In the 4C Q1 State of Media report, Sachin Gadhvi VP, Growth Marketing at Cars.com comments, “We are evolving to optimise around audiences instead of channels. The organisational challenge is to use audience and performance insights to grow and optimize your spend while still maintaining channel level specialisation.”

The consumer products sector powered ad spend across Snapchat and Twitter for the first quarter of 2018. Brands from this vertical increased quarterly spend by 78% on Twitter and 31% on Snapchat to reach their desired audience segments.

“Gen-Zers are expected to account for about 40% of all consumers by 2020.” comments Carlee Benson, Media Strategy Manager at Mbuy in the 4C report, “Trends like ephemeral marketing, influencer, and short-form video are favourites amongst this generation and need to be considered with a social media strategy.”

For Snapchat this is a hugely significant trend. In November 2017 the platform debuted a new layout replacing the Discover page with sponsored content and featured celebrity stories. Content like branded Discover channels, Snap-exclusive Winter Games coverage from NBC, and the interactive Snap Map keep users engaged with the platform, helping advertisers target audiences. With Cost per Swipe Up (CPSU) increasing 13% across the quarter, this shows the increased value of the platform’s advertising inventory for brands.

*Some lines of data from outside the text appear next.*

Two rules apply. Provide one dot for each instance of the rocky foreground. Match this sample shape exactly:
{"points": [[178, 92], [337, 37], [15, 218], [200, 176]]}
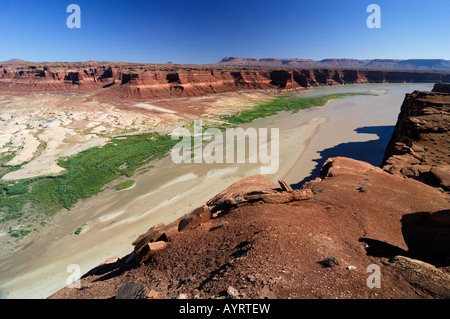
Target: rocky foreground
{"points": [[257, 239]]}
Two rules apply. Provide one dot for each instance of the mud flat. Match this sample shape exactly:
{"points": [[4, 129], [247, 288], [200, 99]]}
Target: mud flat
{"points": [[111, 220]]}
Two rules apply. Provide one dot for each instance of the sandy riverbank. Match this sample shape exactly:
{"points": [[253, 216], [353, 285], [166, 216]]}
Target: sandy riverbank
{"points": [[112, 220]]}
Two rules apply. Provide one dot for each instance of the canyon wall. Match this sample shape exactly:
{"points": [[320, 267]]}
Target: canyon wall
{"points": [[420, 144], [140, 82]]}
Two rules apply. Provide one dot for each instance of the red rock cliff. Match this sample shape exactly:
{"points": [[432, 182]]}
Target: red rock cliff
{"points": [[138, 82]]}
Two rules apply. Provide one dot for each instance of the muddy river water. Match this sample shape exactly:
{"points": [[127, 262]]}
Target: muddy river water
{"points": [[355, 126]]}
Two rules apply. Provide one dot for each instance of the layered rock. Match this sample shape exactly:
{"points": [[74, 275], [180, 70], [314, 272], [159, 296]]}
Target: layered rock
{"points": [[258, 249], [141, 82], [420, 145]]}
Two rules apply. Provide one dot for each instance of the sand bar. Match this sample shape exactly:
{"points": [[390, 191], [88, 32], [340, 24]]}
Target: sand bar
{"points": [[114, 219]]}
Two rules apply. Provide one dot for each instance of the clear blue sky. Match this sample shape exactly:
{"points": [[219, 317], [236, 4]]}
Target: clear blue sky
{"points": [[205, 31]]}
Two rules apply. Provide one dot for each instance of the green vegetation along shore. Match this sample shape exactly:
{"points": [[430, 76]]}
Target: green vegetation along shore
{"points": [[30, 201]]}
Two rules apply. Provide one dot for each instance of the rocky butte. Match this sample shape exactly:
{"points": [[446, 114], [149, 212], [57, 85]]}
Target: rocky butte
{"points": [[257, 239]]}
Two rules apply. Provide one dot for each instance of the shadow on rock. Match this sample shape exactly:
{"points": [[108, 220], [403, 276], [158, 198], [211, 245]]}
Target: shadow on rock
{"points": [[371, 152]]}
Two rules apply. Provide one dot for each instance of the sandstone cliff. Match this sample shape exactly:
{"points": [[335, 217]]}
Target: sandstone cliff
{"points": [[420, 145], [140, 82], [257, 239]]}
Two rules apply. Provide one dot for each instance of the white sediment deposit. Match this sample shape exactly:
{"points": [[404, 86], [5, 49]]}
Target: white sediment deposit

The dawn of TV’s next Golden Age

Q1 saw seasonally relevant campaigns from the likes of travel brands Kayak and TUI, who invested in 3,310 minutes of ad time and 2,666 minutes respectively. However, one of the biggest ongoing media moments for the last quarter was the Six Nations rugby tournament. Spread out over six weeks the competition saw ITV sponsor, McDonald’s, rise to third place in the overall TV rankings with 4,489 ad minutes.

While ongoing campaigns throughout the quarter enabled these brands to dominate the airwaves, the greatest social lift was driven by brands that successfully jumped on the Superbowl led by T-Mobile with a 46,000% increase in social engagement during the 2 minutes following its commercials.

Goldman explains, “The 2018 Super Bowl showed marketers that television is not dying, as many have predicted, rather it is evolving into a multi-screen experience. Consumers are now empowered to enhance, share, and discuss what’s on the big screen the moment it happens. In fact, there were over 3 million social media engagements around the clubs competing and more than 1 million engagements about Justin Timberlake on the evening of the game alone. To 4C and our clients, this is evidence that TV is entering a new Golden Age. With events like the World Cup coming up this summer, brands have opportunities to connect their advertising across screens and channels and get their message to the right people, in the right place, at the right time.”